Further underscoring the work still to be done to appease hotel and restaurant owners over access to Disneyland and Disney California Adventure is that the city announced it is pushing back a scheduled Jan. 23 meeting to approve a permit for the bridge. A new date has not been set.
“We’re going to keep collaborating, keep working hard in the coming weeks and months,” said Joe Haupt, the president of Spectrum Development Group, a consultant for Disney.
Business owners, though, tried to pressure Disney to follow up on promises of collaboration by stating their case to the commission, the first time they have addressed a formal body of public officials. Council chambers were filled and about a dozen people spoke.
“Our problem is that it literally routes pedestrians away from our businesses,” said Mariam El Haj, who is part of a family ownership group that operates the IHOP on Harbor Boulevard. “We ask that the greatest creative minds come up with a more creative solution.”
Disney’s Eastern Gateway Project is part of a $1 billion investment deal the entertainment company made with Anaheim last year, partially to avoid a gate tax, that would see a 6,901-spot parking garage and new security area go up behind independently owned hotels and restaurants on Harbor Boulevard. A 15-foot high, 65-foot wide bridge would span Harbor Boulevard to take Disney guests into the esplanade to buy tickets and enter the park.
The original plan would require hotel and restaurant patrons to walk one block southward and cut through a walkway to get to the security area. From there, they could enter the park.
Disney officials have since suggested allowing access to the security area from the backs of hotels and improving signs directing people to restaurants and shops.
Several pointed questions – such as about the practicability of building a bridge versus a tunnel or about the width of the bridge – suggested skepticism of the plan by some on the commission.
The proposal irked some of the more than 25 business owners along Harbor Boulevard. They argued at a community workshop last week and again Monday that the bridge is an inconvenience to their guests – who can now cross Harbor to the esplanade – and will decrease foot traffic along Harbor, the majority source of their patrons.
Placing the security behind their businesses also struck a nerve with some owners, who said Disney is bolstering the safety of their main entrance while making increasing the vulnerability of customers and employees of the local businesses.
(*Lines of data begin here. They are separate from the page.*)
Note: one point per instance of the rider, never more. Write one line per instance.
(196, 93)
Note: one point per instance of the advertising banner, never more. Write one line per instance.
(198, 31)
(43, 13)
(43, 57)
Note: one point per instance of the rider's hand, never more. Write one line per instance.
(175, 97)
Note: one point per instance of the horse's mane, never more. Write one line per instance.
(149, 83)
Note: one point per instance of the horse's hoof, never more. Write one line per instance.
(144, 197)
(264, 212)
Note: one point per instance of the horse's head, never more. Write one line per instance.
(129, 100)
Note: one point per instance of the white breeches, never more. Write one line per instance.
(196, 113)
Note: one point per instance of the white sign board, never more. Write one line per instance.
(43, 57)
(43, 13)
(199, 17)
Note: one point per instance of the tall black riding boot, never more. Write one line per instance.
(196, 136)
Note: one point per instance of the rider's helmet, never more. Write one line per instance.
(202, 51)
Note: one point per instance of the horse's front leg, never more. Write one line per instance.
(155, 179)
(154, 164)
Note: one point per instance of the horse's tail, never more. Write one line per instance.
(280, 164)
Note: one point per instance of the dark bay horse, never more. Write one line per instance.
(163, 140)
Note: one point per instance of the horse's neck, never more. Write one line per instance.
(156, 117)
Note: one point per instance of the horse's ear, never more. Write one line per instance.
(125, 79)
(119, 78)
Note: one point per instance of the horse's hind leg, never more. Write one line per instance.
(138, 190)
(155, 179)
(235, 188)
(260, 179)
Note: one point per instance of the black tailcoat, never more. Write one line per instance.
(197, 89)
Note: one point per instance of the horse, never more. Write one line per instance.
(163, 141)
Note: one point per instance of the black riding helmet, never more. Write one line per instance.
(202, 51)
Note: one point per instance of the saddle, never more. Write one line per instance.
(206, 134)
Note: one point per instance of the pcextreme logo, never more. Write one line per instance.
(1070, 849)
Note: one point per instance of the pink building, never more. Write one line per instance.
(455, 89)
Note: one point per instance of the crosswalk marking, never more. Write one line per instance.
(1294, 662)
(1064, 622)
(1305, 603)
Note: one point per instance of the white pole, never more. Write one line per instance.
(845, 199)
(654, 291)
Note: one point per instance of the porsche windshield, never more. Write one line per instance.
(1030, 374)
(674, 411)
“Our family is also interested in safety and security for our guests and employees,” said Greg Eisenman, general manager of Tropicana and Camelot Inn hotels. He added that putting a security screening area behind the local businesses put the puts the risk “in our backyards.”
Dan Hughes, the former Fullerton police chief and Disney‘s vice president of security and emergency services, said that moving the security area back and creating a buffer between screening and the park allows officials to better “observe behaviors” and identify those who may pose a threat to the resort.